The Food and Drug Administration has granted Breakthrough Therapy status to avelumab for the treatment of patients with metastatic Merkel cell carcinoma that has progressed after at least one previous chemotherapy regimen. Avelumab (MSB0010718C) is an investigational fully human anti-PD-L1 IgG1 monoclonal antibody that is thought to enable the activation of T-cells and the adaptive immune system.
The Breakthrough Therapy designation, enacted as part of the FDA's 2012 Safety and Innovation Act, was created to expedite the development and review time of a potential new drug for serious or life-threatening disease where early clinical evidence suggests the drug may demonstrate substantial improvement compared with existing therapies.

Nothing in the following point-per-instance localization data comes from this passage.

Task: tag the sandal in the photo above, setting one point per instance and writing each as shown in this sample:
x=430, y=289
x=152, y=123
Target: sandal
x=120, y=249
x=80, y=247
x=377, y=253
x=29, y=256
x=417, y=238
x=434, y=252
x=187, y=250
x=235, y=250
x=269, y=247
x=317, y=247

This designation for avelumab is based on the preliminary evaluation of clinical data from the multicenter, single-arm, open-label Phase II JAVELIN Merkel 200 study, which assessed the safety and efficacy of avelumab in 88 patients with metastatic Merkel cell carcinoma, whose disease progressed after at least one prior chemotherapy regimen. Additional results from the study are planned to be presented in 2016.
Avelumab had also previously received Fast Track designation and Orphan Drug designations for this indication. The agent is being co-developed and co-commercialized by Pfizer Inc. and Merck KGaA, Darmstadt, Germany.